Monday, May 29, 2006

To Da Vinci or Not To Da Vinci

The other day I was listening to the Diane Rehm show on NPR and she had several Catholic priests on a panel discussing reaction to The Da Vinci Code and the fact that the book and movie do not present the Catholic Church in a favorable light.

I only caught a few minutes of the show, but got the general impression that the priests' opinions ranged from "we need to give the reader/moviegoer credit enough not to judge the Catholic Church based on a work of fiction" to "we should boycott this book/movie because it is extremely disrepectful, potentially devasting to people with fledgling faith, and if it were presenting Judaism or Islam in such a light people would be outraged."

Some of my thoughts:

(1) I am a supporter of freedom of speech, a believer in taking literary license when writing fiction, and in my ideal world people actually think about what they read and are conscious about how it shapes their view of things that are outside their realm of experience.

(2) On the other hand, a neighbor (who lives in the real world, not in my ideal world) told me that after they saw The Da Vinci Code, her husband said he just knew there was something sinister about the Catholic Church and the movie confirms it.

(3) I believe in being respectful.

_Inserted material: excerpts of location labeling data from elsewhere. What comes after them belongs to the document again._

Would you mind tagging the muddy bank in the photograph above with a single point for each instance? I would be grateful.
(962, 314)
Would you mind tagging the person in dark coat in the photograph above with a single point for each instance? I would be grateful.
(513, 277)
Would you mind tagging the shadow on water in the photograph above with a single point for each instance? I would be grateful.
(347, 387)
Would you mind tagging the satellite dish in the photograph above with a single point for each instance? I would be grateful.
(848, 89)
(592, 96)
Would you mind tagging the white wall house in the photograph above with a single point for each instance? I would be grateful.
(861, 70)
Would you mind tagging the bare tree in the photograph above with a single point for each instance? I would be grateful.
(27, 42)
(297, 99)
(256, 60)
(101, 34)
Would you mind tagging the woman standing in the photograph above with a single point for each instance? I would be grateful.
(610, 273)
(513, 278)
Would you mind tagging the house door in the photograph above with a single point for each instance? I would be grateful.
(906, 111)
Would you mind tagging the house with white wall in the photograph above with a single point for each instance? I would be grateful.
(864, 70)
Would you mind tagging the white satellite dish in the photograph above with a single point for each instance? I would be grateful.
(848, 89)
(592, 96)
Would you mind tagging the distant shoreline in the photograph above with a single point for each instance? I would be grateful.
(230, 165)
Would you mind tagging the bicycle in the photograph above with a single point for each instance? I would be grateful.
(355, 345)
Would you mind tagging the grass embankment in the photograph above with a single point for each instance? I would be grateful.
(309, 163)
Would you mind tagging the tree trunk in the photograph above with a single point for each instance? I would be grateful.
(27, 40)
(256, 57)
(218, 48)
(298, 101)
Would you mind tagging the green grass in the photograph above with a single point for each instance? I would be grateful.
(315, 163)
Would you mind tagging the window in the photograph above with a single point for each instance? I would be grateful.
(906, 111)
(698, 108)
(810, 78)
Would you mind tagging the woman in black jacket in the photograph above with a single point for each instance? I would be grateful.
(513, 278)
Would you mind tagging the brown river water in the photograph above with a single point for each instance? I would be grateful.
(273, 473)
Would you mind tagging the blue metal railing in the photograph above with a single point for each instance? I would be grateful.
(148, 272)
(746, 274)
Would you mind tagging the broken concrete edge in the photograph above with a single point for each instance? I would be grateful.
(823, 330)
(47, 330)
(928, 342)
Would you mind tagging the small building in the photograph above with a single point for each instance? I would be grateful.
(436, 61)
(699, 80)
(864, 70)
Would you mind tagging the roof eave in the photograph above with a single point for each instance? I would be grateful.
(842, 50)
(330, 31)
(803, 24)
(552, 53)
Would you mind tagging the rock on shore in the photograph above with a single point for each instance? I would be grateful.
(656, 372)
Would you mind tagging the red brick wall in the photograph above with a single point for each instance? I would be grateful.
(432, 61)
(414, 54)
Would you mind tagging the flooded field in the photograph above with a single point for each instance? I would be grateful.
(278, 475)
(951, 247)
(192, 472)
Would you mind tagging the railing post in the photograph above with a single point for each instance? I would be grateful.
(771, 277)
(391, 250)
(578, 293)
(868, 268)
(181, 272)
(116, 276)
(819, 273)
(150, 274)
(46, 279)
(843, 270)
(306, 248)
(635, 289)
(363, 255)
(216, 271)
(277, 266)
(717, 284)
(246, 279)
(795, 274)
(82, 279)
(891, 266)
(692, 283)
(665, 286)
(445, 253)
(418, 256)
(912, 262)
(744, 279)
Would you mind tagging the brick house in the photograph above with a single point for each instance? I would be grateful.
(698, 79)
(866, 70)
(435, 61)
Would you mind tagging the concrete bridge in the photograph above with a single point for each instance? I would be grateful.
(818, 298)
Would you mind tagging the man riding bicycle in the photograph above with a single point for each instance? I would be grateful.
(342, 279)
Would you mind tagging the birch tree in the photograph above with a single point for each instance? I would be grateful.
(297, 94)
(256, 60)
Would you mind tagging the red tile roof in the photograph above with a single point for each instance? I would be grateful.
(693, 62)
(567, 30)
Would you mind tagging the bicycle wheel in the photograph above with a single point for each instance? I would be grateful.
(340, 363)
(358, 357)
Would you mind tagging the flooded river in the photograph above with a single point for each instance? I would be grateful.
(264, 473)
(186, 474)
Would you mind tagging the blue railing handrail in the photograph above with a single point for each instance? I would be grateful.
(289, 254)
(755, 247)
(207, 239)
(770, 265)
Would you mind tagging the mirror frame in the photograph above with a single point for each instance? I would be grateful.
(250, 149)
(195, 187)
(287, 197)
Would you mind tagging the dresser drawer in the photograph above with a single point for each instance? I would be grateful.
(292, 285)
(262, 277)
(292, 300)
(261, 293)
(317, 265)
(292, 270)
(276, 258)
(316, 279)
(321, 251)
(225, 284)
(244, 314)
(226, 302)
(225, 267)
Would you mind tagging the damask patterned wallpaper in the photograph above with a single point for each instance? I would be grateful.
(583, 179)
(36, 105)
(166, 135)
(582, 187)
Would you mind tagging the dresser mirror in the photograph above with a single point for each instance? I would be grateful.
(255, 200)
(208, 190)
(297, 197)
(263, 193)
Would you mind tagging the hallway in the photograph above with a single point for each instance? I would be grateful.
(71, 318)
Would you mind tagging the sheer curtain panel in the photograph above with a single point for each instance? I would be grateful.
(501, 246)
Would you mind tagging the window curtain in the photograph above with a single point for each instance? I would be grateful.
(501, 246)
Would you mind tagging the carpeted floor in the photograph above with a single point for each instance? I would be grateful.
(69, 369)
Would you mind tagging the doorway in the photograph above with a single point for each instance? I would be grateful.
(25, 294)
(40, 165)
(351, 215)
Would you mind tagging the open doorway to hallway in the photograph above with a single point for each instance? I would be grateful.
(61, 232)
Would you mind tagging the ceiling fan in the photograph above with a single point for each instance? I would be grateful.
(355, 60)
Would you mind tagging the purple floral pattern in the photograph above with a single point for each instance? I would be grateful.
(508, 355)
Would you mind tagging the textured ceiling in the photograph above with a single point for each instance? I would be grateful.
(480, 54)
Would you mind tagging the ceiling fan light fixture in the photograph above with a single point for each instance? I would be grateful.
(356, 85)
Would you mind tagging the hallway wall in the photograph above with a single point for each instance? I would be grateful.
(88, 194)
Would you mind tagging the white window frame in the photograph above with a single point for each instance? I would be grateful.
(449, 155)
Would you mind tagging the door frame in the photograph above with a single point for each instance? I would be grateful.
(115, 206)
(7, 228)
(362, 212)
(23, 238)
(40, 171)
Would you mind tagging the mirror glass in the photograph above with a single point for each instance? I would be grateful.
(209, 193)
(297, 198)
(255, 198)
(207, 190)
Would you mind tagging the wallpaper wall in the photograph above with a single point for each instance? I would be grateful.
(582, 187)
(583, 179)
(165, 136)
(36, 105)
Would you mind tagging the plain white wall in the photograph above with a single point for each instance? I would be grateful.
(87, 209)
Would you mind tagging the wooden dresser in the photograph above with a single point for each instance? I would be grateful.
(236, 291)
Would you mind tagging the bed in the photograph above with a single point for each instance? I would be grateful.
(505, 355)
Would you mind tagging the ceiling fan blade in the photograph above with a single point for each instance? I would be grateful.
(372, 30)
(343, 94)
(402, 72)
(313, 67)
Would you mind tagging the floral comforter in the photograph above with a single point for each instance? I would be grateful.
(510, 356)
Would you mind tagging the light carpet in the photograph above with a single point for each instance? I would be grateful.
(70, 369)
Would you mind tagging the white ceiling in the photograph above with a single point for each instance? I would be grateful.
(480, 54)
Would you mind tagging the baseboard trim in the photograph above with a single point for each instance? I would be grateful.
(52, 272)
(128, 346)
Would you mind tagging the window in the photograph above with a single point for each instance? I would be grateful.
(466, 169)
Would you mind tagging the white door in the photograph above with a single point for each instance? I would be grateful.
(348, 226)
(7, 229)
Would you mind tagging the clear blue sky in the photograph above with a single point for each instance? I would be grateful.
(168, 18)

As a member of an often maligned and misunderstood church, I relate on a deep emotional level with the priests' concerns. It makes me uncomfortable and, yes, defensive to think that people's views of Mormonism (which is far less known than Catholicism) are formed by reading books like Under the Banner of Heaven, which spent years on the best seller list.

(4) On the other hand, it's sort of exciting to see that in any given publication season there are a handful of titles being published by national, well known publishers with LDS characters or backdrops. Granted, most of them are negative (read: more lucrative), but they do put Mormonism on the radar screen (there's no such thing as bad publicity?).

(5) In the end, I believe it is important to have both the freedom to put ideas out there (fact, fiction, and even weird, mutated interpretations of fact) and the freedom to boycott them. And hopefully in the whole muddled mess of it all, some of us will gain greater understanding.

3 comments:

Dazed and Confused said...

Ha, loved what you said about your 'ideal world'. I can totally relate. You could agrue (what you said about your neighbor) that kids are effected by what they see on tv and so forth. I hate that! Because obviously both of us have OUR own opinions, but how in the hell did we get this way? Maybe they should look at the source, the parents. Anyways, interesting.